Burney había sido un ruin lacayo de Potts toda su vida, incluso cuando fingió su amistad en Pentonville seguía a las órdenes de su amo, seguro. Además, por mi causa era probable que murieran muchos hombres. Uno más, aunque la sangre de este manchara mis manos directamente, no podía aumentar demasiado mis faltas... tales excusas me sirven para sosegar las quejas de la conciencia ahora, entonces, si he de ser sincero, solo pensaba en Liz y en mí, en Torres, mi único amigo; a la vista de eso, otra vida no era algo que me resultara difícil arrebatar. Pese a no ser la gran mente criminal del siglo XIX, no se me escapaba que si aparecía Burney muerto en un callejón, yo sería el primer sospechoso. Debía idear algo.
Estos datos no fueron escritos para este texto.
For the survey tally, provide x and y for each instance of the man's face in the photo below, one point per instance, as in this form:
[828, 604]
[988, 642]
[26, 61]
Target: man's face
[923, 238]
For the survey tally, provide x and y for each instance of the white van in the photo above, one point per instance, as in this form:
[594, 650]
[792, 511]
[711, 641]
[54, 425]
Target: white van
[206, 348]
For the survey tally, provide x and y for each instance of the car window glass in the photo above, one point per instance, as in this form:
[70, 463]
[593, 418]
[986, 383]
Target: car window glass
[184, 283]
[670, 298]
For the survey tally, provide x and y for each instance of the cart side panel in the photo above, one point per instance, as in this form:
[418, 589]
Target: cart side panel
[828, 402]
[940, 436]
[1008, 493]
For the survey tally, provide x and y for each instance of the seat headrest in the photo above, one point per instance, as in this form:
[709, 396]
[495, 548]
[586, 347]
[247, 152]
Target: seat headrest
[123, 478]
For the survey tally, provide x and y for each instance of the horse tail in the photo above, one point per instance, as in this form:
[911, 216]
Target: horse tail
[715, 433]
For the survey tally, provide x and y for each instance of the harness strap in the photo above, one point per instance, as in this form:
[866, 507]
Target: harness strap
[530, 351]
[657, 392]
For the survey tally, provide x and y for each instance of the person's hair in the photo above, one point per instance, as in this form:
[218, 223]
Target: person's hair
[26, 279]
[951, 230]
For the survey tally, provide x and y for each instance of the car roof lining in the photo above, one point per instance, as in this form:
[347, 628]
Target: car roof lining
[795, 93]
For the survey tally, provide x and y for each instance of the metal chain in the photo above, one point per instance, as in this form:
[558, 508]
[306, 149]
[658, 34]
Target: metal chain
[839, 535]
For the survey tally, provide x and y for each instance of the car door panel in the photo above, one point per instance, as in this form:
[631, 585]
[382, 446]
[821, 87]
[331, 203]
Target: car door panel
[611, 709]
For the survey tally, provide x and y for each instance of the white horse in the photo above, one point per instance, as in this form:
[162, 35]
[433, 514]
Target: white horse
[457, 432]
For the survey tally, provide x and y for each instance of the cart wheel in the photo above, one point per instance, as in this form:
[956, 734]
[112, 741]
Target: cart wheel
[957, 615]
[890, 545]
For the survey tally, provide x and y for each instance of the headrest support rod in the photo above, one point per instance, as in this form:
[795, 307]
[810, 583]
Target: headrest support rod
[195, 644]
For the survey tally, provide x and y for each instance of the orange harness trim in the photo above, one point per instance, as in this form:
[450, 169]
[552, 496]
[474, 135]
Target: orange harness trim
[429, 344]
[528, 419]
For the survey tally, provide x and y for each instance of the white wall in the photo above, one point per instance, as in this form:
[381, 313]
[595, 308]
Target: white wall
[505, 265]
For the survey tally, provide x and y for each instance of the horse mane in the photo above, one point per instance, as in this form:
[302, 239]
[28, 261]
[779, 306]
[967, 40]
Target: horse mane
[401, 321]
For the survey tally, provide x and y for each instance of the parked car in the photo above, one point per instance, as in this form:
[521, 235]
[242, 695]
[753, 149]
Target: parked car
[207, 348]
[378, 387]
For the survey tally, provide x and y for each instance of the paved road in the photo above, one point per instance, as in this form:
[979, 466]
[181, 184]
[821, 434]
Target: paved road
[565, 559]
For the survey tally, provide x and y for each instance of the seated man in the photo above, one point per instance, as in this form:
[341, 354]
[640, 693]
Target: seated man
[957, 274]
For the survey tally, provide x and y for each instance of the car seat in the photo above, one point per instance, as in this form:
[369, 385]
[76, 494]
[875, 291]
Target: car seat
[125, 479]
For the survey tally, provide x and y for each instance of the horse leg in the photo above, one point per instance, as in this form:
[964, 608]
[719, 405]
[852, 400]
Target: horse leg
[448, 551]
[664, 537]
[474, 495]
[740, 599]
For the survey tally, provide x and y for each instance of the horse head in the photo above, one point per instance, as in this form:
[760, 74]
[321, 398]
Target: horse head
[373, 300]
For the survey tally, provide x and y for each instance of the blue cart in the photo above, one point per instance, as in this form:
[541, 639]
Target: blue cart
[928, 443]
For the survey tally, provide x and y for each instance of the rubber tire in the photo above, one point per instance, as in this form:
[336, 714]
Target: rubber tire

Ese mismo jueves Liz recibió de nuevo ayuda de su iglesia, y lo celebramos como de costumbre. Ella estaba muy contenta, más que lo que de natural causa la cerveza. Decía que iba a ver a sus hijas, que eso le habían dicho en la iglesia, donde afirmaba que cuidaban de ellas. No creí que fuera verdad, como mucho de lo que contaba Liz sería fruto de su imaginación o sus deseos. Sin embargo, esa confidencia me animó a explicarle mi plan, parte de él, mi deseo de irme con ella de Londres, a Liverpool.

—¿Y qué hago yo allí? ¿Contigo...? —Vi entonces desprecio. Pienso ahora que más del que en realidad puso en sus palabras, años de escarnios alteraban mi percepción, seguro. Lo que para mí era la única puerta, no digo a la felicidad, sino a la supervivencia, a cualquier persona con el cerebro entero le parecía por fuerza un disparate. Me marché furioso, sin detenerme a explicarle lo precario de su situación.